Environmental Protection Agency Administrator Lee Zeldin has decided to pretend that the health risks caused by greenhouse gases don’t exist—but the Fox News chyron beneath him told a different story.
“EPA is proposing to rescind the 2009 Obama EPA Endangerment Finding to eliminate all of the greenhouse gas emissions regulations that followed,” Zeldin said during an interview on Fox News Tuesday, “including electric vehicle mandates, which amounts to a trillion dollars’ worth of savings.”
In December 2009, the EPA published an Endangerment Finding that stated that the current and projected concentrations of greenhouse gases in the atmosphere “threaten the public health and welfare of current and future generations.” Greenhouse gases trap outgoing infrared heat within the Earth’s atmosphere, resulting in global warming.

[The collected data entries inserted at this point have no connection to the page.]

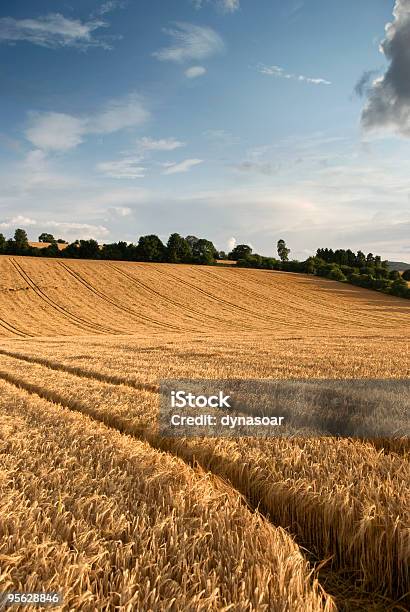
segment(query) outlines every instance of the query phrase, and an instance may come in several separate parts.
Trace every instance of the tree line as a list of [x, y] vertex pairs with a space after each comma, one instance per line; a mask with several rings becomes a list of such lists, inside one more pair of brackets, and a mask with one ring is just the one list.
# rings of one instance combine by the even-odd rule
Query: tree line
[[238, 245], [236, 252], [241, 255], [237, 260], [237, 265], [241, 267], [314, 274], [410, 299], [410, 288], [407, 284], [407, 281], [410, 281], [410, 269], [405, 270], [403, 274], [397, 270], [389, 270], [388, 261], [373, 253], [365, 255], [362, 251], [354, 253], [350, 249], [333, 251], [320, 248], [315, 256], [308, 257], [305, 261], [289, 261], [290, 249], [284, 240], [277, 243], [279, 259], [253, 254], [251, 247], [247, 245]]
[[[0, 234], [0, 254], [198, 265], [213, 265], [217, 260], [227, 259], [235, 261], [239, 267], [313, 274], [410, 299], [407, 284], [410, 270], [400, 274], [389, 270], [388, 262], [380, 255], [365, 255], [362, 251], [354, 253], [350, 249], [319, 248], [313, 257], [298, 261], [289, 260], [290, 249], [283, 239], [276, 244], [277, 257], [253, 253], [247, 244], [239, 244], [227, 254], [218, 251], [210, 240], [196, 236], [184, 238], [177, 233], [171, 234], [166, 244], [155, 234], [141, 236], [137, 244], [119, 241], [99, 245], [92, 239], [68, 244], [61, 238], [56, 240], [49, 233], [40, 234], [38, 239], [44, 243], [43, 248], [30, 246], [26, 231], [20, 228], [16, 229], [14, 238], [8, 240]], [[63, 250], [59, 249], [59, 243], [66, 245]]]
[[[20, 228], [15, 231], [14, 238], [8, 240], [3, 234], [0, 234], [0, 254], [202, 265], [214, 264], [219, 257], [219, 252], [210, 240], [196, 236], [183, 238], [176, 233], [171, 234], [166, 244], [155, 234], [141, 236], [137, 244], [119, 241], [99, 245], [96, 240], [92, 239], [75, 240], [68, 244], [61, 238], [56, 240], [52, 234], [48, 233], [40, 234], [38, 240], [44, 243], [43, 248], [31, 246], [27, 232]], [[67, 246], [60, 250], [59, 244]]]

Just a few months ago, Zeldin couldn’t even say whether carbon was a pollutant (spoiler alert, it is). Now he is primed to remove the finding that set the standard for multiple industries to limit their greenhouse gas emissions.
But as independent journalist Aaron Rupar pointed out on X, Zeldin’s announcement was rendered immediately ridiculous by the chyron just beneath him.

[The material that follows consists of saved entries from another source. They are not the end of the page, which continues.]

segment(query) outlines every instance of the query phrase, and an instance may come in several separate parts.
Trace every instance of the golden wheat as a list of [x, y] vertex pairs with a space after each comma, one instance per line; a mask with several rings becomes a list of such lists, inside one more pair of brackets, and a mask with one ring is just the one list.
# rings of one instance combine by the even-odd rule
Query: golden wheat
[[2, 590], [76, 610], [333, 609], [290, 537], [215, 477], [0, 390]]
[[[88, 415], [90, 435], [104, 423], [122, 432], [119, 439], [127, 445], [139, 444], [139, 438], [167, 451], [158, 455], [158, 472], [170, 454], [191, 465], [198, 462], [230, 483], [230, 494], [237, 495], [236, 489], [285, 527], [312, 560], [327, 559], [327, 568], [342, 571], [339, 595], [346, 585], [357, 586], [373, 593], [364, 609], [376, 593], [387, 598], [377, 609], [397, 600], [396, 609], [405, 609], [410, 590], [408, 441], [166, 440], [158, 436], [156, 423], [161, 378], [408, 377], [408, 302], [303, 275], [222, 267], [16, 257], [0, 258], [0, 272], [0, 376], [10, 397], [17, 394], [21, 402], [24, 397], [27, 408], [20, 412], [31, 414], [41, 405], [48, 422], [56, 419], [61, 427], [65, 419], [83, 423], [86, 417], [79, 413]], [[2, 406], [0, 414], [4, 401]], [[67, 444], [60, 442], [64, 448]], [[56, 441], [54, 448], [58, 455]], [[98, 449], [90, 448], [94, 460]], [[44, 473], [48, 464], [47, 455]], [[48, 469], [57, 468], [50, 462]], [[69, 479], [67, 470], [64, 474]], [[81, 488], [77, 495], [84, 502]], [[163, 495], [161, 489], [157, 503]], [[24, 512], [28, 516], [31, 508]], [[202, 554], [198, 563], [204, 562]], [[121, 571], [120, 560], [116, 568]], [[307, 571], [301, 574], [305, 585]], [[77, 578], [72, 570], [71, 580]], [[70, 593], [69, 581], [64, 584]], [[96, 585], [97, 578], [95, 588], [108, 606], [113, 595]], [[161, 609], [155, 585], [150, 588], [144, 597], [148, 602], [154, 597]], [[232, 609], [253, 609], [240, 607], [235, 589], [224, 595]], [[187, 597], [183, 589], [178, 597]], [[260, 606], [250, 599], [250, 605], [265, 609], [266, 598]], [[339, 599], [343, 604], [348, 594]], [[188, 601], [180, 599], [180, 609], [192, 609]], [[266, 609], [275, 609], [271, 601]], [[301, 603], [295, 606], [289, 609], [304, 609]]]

As the anti-science flunkie in charge of the EPA happily announced his plan to strip greenhouse gas regulations, an “Extreme Heat” warning appeared in the bottom right corner. The chyron below him displayed the “Hottest Temps Now” from different cities across the country: 102 degrees in Arizona; 100 degrees in Florida; 100 degrees in Georgia; 99 degrees in California.
Zeldin: “EPA is proposing to rescind the 2009 Obama EPA endangerment finding to eliminate all of the greenhouse gas emissions regulations that followed.” pic.twitter.com/2e3nSltX0o
— Aaron Rupar (@atrupar) July 29, 2025
This week, a record-breaking heat wave struck the eastern United States, with excessive heat advisories being issued everywhere from Florida to New York. Over the last decade, heat-related deaths have doubled in the U.S.
The Obama-era Endangerment Finding that Zeldin would like to repeal directly linked greenhouse gas emissions to widespread changes in extreme temperatures around the world—adding that rising temperatures would likely turn deadly.
“The impact on mortality and morbidity associated with increases in average temperatures, which increase the likelihood of heat waves, also provides support for a public health endangerment finding,” the report stated, noting that “heat is already the leading cause of weather related deaths in the United States.”